# Home Studio Control Room



## blackcloud77 (Jan 18, 2013)

Hi all. 

I had posted a couple weeks ago looking for a solution to a lacking bass issue. I'm holding judgement on that issue until I get my acoustics straightened out as best I can. After building quite a number of broadband panels, I think I know where to put them but I'd like some feedback and ideas. I had a Sketchup drawing on my other post, but that file is residing on another computer so I did a quickie sketch in Paint of the existing conditions. I'll try to highlight questions I have along the way. 

I've built 8 bass traps out of 6lb fiberglass, 2'x4' at 4" thick, on a 3/4" thick wood frame. Pretty sure the best use of the first four is across the front wall corners, floor to ceiling. I've put 2 in the available rear corner, floor to ceiling. The remaining two I've put on the floor-wall corner near the front of the room. None are mounted so any could move anywhere. I've also built 6 similar panels, 2" thick instead; 2 of them along the front wall, one at each right and left reflection point and intend to put one or two in the cloud above the mix position (not in play yet). I should also note that I placed 1'x1' foam panels on the desk at reflection points.

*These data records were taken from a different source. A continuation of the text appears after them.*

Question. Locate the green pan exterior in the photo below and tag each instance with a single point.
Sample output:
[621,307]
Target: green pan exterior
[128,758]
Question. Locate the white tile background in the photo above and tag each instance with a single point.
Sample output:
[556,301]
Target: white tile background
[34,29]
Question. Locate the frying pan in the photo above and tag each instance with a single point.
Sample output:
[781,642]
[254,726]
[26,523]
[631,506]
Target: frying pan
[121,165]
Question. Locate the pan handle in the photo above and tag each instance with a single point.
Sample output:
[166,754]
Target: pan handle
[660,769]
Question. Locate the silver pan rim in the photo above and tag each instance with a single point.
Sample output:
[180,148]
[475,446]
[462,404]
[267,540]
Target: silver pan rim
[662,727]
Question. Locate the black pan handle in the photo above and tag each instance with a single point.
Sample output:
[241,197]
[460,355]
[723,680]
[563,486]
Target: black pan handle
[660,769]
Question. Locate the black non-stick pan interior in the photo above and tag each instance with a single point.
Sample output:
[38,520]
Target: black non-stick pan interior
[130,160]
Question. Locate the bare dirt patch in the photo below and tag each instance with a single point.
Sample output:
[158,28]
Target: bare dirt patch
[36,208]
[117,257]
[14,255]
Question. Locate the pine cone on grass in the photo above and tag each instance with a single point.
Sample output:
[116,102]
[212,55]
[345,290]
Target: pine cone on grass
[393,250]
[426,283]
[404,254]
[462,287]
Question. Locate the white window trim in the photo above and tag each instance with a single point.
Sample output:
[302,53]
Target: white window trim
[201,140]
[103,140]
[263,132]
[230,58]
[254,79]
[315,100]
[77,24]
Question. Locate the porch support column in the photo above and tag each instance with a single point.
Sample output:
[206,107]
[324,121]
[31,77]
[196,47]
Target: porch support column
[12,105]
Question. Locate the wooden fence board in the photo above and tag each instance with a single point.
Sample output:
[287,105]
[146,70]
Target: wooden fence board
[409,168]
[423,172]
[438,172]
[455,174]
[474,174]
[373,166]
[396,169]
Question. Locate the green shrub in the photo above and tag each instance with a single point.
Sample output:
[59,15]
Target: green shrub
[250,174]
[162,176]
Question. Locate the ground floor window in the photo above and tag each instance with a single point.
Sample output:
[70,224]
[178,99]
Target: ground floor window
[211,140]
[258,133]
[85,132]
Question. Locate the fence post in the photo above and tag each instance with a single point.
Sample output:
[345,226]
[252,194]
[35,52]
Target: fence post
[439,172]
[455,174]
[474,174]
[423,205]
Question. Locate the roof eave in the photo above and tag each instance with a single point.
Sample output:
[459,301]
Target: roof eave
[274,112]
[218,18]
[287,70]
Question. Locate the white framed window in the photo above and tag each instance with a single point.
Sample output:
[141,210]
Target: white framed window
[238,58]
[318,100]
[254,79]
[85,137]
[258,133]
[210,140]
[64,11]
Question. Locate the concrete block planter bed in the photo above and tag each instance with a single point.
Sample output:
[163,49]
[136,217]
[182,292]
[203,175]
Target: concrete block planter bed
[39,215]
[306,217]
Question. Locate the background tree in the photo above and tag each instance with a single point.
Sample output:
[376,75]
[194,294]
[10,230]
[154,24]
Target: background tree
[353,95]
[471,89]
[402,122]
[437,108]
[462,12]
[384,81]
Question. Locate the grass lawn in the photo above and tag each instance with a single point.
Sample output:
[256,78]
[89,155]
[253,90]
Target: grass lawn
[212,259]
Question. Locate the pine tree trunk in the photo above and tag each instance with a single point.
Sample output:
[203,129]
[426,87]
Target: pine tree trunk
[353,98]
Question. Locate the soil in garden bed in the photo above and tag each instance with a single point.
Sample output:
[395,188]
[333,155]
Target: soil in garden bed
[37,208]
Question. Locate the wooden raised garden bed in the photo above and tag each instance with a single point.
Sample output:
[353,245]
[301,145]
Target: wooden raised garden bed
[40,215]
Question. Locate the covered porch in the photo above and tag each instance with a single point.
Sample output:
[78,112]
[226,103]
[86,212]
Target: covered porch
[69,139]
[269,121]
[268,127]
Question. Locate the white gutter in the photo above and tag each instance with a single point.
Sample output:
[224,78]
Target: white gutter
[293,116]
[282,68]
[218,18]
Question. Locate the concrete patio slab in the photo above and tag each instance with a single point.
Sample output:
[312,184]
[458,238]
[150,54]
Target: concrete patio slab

I've attached the frequency response, smoothed to 1/24 octave. While the dip around 110Hz was much steeper before treatment and is much smoother now, it still looks like a wide cavernous null. Trying to get this curve into perspective, I haven't figured out exactly from where to measure the 'depth' of the null (in REW) but eyeballing an average of 90dB, I guess this null is about -8dB? I suppose that could be much worse. I also wonder if this wide null could be the source of my want for more bass out of my sub...

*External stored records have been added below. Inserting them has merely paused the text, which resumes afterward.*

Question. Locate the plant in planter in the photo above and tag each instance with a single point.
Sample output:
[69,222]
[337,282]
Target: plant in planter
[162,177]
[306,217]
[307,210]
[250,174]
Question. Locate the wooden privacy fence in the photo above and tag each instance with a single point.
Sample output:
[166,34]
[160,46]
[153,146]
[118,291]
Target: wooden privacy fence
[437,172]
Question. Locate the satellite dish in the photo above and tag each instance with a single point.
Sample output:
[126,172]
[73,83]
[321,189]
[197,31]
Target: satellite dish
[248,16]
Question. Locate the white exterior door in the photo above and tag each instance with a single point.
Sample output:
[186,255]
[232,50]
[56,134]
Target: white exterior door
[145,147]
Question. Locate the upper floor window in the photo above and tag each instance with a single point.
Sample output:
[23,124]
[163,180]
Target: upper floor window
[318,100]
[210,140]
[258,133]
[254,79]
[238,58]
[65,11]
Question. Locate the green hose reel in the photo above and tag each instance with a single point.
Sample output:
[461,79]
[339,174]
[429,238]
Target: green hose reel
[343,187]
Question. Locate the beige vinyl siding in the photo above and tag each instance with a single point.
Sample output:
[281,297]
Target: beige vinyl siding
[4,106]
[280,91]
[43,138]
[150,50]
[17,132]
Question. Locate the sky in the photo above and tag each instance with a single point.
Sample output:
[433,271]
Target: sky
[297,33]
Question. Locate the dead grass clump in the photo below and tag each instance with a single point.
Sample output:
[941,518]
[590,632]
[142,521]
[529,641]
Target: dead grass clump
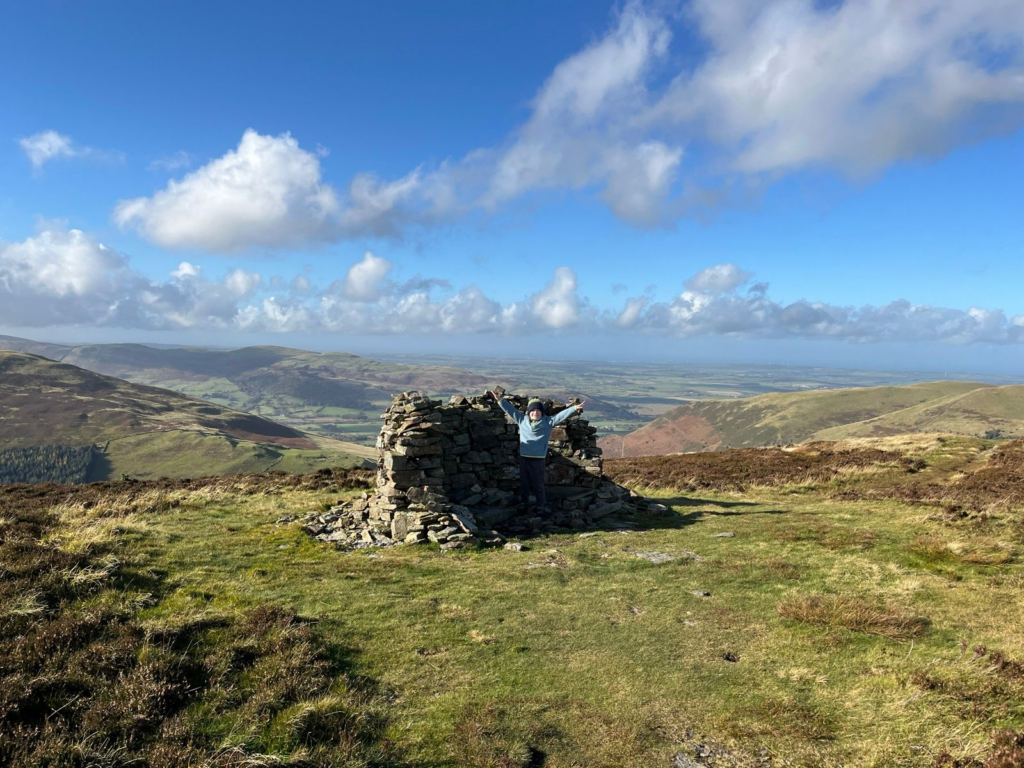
[854,613]
[785,717]
[935,550]
[84,681]
[1008,750]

The next null at 207Hz I thought of trying to treat by spacing the 2" panels off the wall, but I'm not sure that would be effective given the allowable space and wavelength at this frequency. 

Next null at 1kHz could possibly be treated with spacing the panels off the wall, but I've done much less research on how to tame these mid frequencies. Do you think it's advisable to try and tame this frequency with that method, or should I just stick with the spacing equal to panel thickness rule? I know 1k is a frequency that the ear is very sensitive to, so I definitely want to get that one sorted out.

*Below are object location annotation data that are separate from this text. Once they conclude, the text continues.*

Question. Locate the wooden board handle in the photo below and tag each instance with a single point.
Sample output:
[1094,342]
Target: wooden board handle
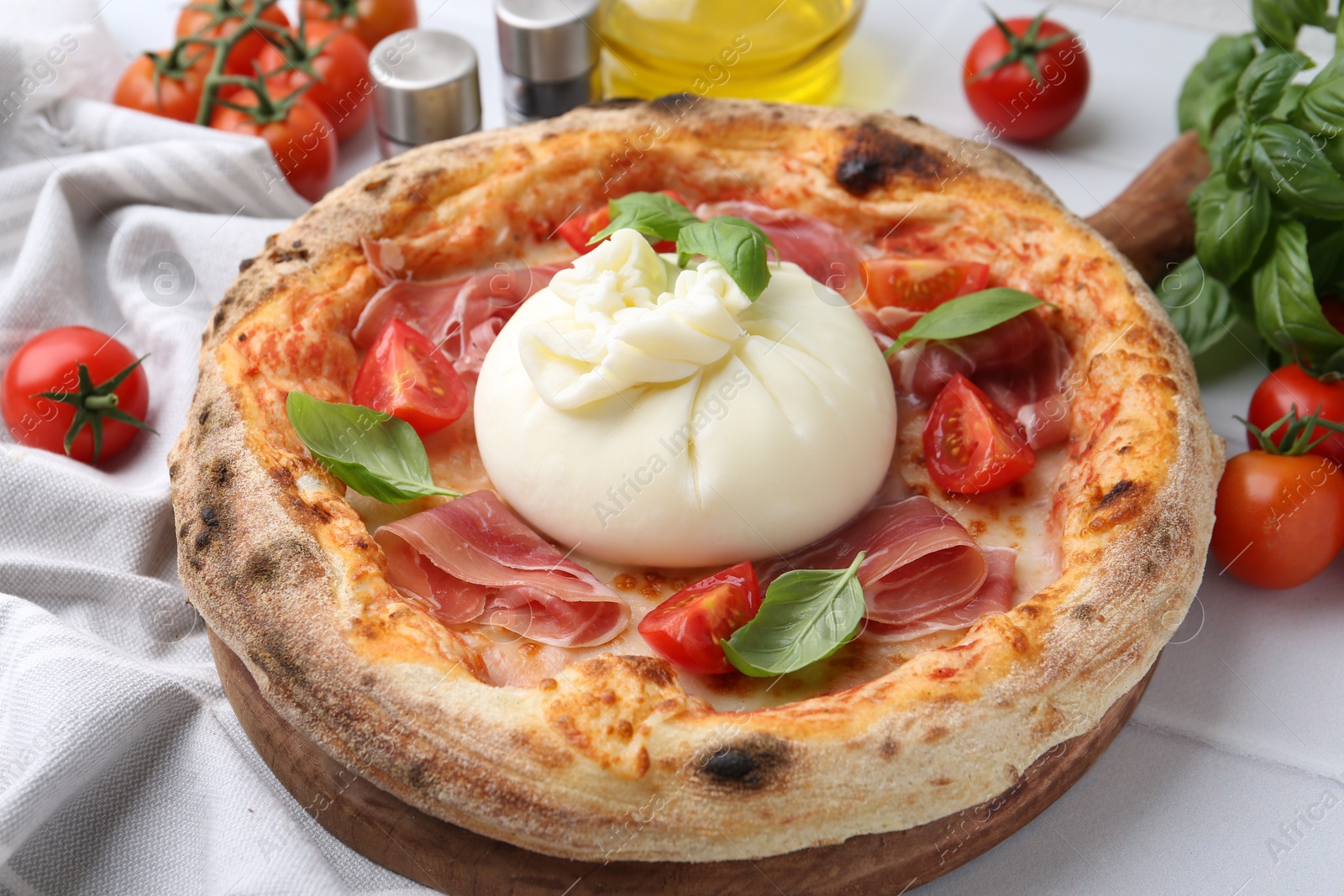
[1149,222]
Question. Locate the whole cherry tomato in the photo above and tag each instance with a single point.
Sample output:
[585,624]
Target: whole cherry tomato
[405,375]
[971,443]
[221,19]
[150,85]
[343,85]
[687,627]
[1026,78]
[300,137]
[1280,520]
[76,391]
[370,20]
[921,284]
[1290,387]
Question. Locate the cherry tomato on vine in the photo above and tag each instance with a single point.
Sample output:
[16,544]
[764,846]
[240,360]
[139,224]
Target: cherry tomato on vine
[1290,387]
[687,627]
[405,375]
[971,443]
[221,19]
[147,86]
[343,85]
[299,134]
[1026,78]
[581,228]
[370,20]
[74,391]
[921,284]
[1280,520]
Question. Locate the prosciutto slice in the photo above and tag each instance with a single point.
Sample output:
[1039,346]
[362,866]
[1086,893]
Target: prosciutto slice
[472,560]
[921,562]
[816,246]
[463,313]
[995,595]
[1021,364]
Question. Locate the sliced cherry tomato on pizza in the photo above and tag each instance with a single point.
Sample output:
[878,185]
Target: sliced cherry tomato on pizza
[77,391]
[921,284]
[370,20]
[687,627]
[300,137]
[343,86]
[161,86]
[971,443]
[221,19]
[1289,387]
[581,228]
[405,375]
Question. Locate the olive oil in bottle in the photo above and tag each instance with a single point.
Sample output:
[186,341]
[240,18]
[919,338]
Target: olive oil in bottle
[784,50]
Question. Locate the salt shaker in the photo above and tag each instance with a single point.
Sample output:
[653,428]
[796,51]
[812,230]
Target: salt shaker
[427,89]
[549,51]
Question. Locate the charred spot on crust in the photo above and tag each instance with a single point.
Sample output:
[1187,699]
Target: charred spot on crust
[1117,492]
[748,765]
[656,672]
[874,156]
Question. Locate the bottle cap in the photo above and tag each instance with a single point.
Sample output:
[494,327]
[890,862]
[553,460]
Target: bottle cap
[427,87]
[548,40]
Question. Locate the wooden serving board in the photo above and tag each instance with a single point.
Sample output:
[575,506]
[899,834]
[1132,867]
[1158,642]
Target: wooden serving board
[457,862]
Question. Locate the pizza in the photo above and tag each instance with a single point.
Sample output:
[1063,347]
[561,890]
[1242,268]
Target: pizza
[689,526]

For my next step, I was planning to pick up a Radio Shack SPL meter and use Ethan's filtered LF Pink Noise to locate the loudest corners; as a method to find the best placement for the 4 traps not in the front of the room. 

I guess my main reason for posting is that I'd like some input on what you might do if you had this room, 8 4" (OC 705 equivalent) bass traps and 6 2" panels (same OC 705 equivalent). Again, none of my panels are mounted so any changes are possible. 


I'm pretty new to all this (within the past 3 weeks or so), and I think I'm off to a good start (MANY thanks to Ethan for all his articles!) but I sure would like some input to make sure I'm off in the right direction.

Thanks so much!


----------



## AudiocRaver (Jun 6, 2012)

If anyone wants to call me crazy, feel free, I am just going to throw this out there as a possibility.

I think you should look at your REW impulse diagrams for early reflections at 0.5 ms and at 2.5 ms. A soft reflection at 2.5 ms would be the result of a 2.8 foot reflected signal path delay, and would account for partial phase cancellation at 200 Hz, 600 Hz, 1 kHz (something else is going on there, too, though), 1.4 kHz, and the effect disappears above there because it is a softer reflection. A sharper reflection at 0.5 ms would be the result of a 0.56 foot reflected signal path delay, and would result in phase cancellations at 1 kHz, 3 kHz, 5 kHz, 7 kHz, and you can see some combing effect even above that - all rough numbers, of course. A few of those frequencies don't show up, could easily be being washed out by some other effect, but enough of them do show up to look suspicious.

Like I say, I could be totally off, but it is easy to check on your impulse diagrams if you zoom way in. If I was a betting man, I would wager a shiny new nickel that the 0.5 ms reflection is the delayed signal off your desk top. That would be a fairly sharp reflection, and the delayed path length is about right. If there is a 2.5 ms reflection, the 2.8 foot delayed signal path is a little harder to figure. If, for instance, the listening position (LP) is 6 feet from the speakers, that would mean an 8.8 foot path for the delayed signal from speaker to reflection point to the LP. You can use a tape measure or cut a string to that length and see if the location of any potential reflection surface fits that path length. If it is a softer reflection, broader and not as high on your impulse diagram, then it might be a surface with some dissipation, or a somewhat slanted reflection angle.

If you find that the desk top is indeed a cause of an early reflection, good luck solving it, but at least you are in good company. Every recording studio has to deal with something like it. Usually the angle of the recording console is designed to help minimize it, sometimes other treatments are called for. It is worth doing something about, as you suggested, because that kind of early reflection affects clarity and imaging. Same with the 2.5 ms reflection, if that is what it is.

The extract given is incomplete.